Over an extremely yummy lunch, Leslie told me a few ghost stories about the old building to keep me entertained. It was during this lunch stop that I made two important observations regarding cycling versus running. The first and most important is that male cyclists, in their spandex shorts, are way more fun to look at than male runners in their baggy running shorts (sorry all my male running friends). An additional benefit of cycling is the brightly colored jerseys. If you get caught checking out the guys in the tight cycling shorts, you can always follow up with “What a neat jersey? I was just trying to read what it says there on the back?”
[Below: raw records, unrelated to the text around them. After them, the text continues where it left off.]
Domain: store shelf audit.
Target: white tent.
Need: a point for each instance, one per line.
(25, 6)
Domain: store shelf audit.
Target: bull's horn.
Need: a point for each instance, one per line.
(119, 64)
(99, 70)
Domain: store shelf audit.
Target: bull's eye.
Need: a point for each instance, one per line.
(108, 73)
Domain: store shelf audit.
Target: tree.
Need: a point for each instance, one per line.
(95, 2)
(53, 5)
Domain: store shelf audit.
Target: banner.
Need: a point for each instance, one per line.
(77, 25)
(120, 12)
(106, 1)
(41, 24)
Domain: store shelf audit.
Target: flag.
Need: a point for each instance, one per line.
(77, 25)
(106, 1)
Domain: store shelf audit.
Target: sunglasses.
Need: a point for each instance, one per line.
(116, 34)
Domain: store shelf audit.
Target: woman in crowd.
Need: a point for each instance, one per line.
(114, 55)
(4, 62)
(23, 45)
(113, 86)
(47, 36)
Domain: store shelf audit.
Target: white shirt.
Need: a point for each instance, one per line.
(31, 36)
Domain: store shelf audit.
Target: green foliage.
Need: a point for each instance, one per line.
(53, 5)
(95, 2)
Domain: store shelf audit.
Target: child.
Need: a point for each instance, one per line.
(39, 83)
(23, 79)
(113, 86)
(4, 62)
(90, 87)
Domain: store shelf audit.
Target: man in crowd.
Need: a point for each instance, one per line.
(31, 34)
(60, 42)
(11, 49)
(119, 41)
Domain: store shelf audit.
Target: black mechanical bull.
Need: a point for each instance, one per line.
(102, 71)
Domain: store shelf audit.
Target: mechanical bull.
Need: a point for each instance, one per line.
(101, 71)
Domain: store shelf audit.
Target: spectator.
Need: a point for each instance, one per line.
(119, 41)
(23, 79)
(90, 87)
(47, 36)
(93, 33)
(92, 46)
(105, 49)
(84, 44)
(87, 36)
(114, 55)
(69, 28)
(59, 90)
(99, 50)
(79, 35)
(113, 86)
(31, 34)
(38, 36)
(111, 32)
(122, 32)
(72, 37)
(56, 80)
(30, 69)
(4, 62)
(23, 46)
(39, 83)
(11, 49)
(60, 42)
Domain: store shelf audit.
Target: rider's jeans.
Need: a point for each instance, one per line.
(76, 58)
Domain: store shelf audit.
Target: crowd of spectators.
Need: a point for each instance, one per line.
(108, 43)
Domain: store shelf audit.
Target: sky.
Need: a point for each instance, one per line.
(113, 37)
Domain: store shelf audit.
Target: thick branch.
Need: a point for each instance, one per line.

The second important observation is that both cycling and running require Body Glide, just in different places. Yes for the first time in my cycling career, I was developing a saddle sore. And when they named it “sore,” they weren’t kidding. On top of that, about two miles into the last leg of our ride, my quads started to lock up and burn. At this point, Leslie kept pedaling away from me a bit, but I think it was mostly so that she didn’t have to listen to me whine for the last few miles of the ride. Soon, though, we were back at the high school. We loaded up the bikes and headed back to the campground. Day 2 in the books: 39 miles.

So you would think we might have gone back to the campground to rest, but no. We were off to drive the Pierce Stocking Scenic Drive at Sleeping Bear Dunes which has really spectacular scenic views. If you aren’t familiar with the dunes at Lake Michigan, you really should check this out: 

Of course we had to pose for a photo:

As we were walking down the path from the dune, we had a really cool wildlife encounter. A porcupine came out of the bushes and crossed the trail in front of us. He was just a few feet away, so like a couple of dopes we started calling it like a dog.  It did the sensible thing and waddled off into the bushes. Of course, I was all for chasing him until Leslie (always the practical one) says, “I wish I could remember how far they can shoot their quills.” Okay, maybe chasing it into the bushes is not a good idea. Still, it was pretty cool to see it so close.

As we were heading back to the campground, Leslie explained to me that a key element of touring is eating enough to keep your energy up. I am all in for that! We ended our day with a stop back in Glen Arbor for one of the best peanut butter milk shakes I have ever had.  While we ate we planned the ride for Day 3, our longest yet. It was a great end to the day!